Cette crise vient en tout cas illustrer, après bien d’autres (la dernière date du printemps 2024), la difficulté de gérer les malaises que traverse le monde rural. D’autant plus que, toutes oppositions confondues, les oppositions ont souvent tendance à souffler sur les braises, et n’y manquent encore pas cette fois-ci, surtout à quelques mois des élections municipales. Certes, les éleveurs vont être indemnisés pour chaque vache abattue, à hauteur d’au moins 2.000 euros pièce pour les races les plus courantes. Ils font cependant valoir que même indemnisés, il leur faudra beaucoup de temps pour reconstituer l’intégralité de leurs troupeaux, outre que le fait de se retrouver du jour au lendemain avec des étables et des prés vides constitue aussi pour eux un véritable choc affectif.

Et comme si cela ne suffisait pas à la colère paysanne, la crise risque de s’envenimer encore avec la toute prochaine signature par l’Union européenne de son traité commercial avec le Mercosur.

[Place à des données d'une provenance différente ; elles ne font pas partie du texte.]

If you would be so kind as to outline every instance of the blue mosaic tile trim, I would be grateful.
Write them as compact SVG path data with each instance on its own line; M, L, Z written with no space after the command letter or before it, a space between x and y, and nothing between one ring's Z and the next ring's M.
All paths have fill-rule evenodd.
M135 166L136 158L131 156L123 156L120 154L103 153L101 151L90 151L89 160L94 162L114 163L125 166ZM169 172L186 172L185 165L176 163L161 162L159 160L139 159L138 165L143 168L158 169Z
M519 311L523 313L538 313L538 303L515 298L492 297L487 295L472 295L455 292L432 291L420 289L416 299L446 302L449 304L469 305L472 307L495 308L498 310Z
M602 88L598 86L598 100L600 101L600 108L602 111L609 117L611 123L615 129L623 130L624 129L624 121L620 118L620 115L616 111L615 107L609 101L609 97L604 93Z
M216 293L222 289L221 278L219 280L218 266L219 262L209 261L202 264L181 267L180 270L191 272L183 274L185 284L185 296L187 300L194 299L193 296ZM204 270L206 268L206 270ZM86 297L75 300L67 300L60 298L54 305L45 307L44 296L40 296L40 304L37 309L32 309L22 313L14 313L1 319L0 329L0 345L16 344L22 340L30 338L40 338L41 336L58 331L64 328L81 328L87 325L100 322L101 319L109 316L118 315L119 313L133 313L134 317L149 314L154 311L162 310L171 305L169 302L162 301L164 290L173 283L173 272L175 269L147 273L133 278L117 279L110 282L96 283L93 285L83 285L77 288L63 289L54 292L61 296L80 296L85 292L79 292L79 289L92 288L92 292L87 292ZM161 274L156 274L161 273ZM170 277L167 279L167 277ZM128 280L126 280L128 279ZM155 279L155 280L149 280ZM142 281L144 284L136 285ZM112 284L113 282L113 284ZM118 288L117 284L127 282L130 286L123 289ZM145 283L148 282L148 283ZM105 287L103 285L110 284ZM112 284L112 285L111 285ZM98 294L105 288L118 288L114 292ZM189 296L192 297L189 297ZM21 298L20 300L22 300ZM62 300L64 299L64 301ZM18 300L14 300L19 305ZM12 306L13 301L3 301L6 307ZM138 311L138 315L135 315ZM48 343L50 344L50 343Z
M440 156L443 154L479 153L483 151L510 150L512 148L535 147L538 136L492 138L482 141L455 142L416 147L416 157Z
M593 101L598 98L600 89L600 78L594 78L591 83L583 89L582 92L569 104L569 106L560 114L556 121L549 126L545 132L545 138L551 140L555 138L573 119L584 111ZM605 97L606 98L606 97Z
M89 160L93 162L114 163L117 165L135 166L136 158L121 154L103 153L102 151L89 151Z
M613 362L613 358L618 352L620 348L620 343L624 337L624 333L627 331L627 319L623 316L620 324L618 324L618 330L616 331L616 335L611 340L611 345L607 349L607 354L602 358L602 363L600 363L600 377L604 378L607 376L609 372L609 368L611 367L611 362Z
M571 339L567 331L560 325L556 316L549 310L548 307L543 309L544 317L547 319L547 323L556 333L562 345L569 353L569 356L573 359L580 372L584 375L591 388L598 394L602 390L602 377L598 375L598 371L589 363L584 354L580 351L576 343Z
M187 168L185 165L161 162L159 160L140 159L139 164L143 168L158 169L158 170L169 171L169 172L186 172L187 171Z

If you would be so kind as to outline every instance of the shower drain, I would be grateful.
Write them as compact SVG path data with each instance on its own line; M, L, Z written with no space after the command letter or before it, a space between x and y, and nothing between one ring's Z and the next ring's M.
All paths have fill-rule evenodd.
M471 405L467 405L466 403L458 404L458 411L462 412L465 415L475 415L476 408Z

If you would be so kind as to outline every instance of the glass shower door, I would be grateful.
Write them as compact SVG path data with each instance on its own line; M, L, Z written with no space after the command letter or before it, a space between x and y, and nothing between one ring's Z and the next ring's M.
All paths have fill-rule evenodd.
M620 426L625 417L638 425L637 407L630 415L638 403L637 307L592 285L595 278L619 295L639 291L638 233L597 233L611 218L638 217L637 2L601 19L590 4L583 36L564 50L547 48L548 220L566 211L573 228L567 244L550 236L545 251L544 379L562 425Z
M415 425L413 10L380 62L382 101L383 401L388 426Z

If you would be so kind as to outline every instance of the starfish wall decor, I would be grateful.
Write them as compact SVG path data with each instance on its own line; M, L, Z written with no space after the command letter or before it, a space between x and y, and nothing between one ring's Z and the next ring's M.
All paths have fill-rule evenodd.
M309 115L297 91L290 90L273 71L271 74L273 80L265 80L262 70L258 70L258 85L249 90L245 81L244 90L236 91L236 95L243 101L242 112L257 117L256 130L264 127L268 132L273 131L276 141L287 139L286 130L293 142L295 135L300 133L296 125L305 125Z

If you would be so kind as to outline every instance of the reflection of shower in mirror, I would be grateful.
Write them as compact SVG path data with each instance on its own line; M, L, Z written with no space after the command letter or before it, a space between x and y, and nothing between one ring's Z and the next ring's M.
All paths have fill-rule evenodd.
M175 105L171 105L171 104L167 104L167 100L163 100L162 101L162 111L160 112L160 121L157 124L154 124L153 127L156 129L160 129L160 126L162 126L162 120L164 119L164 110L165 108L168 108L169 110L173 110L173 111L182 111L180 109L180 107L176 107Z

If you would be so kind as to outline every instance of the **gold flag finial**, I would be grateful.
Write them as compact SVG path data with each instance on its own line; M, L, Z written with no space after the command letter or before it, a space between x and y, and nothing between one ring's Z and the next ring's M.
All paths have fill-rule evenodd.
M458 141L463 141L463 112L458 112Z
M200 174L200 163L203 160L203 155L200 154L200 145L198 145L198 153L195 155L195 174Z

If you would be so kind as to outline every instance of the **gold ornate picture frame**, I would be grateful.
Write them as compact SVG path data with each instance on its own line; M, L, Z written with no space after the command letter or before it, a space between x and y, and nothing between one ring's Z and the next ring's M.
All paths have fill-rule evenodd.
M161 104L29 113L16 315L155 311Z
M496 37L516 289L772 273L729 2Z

Sans doute, dans certains secteurs, les agriculteurs français devraient y gagner: dans la viticulture ou la production fromagère, par exemple.

Mais beaucoup d’autres s’exaspèrent de voir bientôt entrer librement en France des denrées dont la production ne respectera aucunement les règles européennes dont ils sont eux-mêmes accablés. „Faudra-t-il sacrifier le steak français pour que Mercedes puisse vendre ses berlines à l’Argentine?“, s’indignait hier un représentant des éleveurs en colère. Sans répondre à cette question, le président Macron a prudemment demandé à ses partenaires de reporter cette signature au mois de janvier.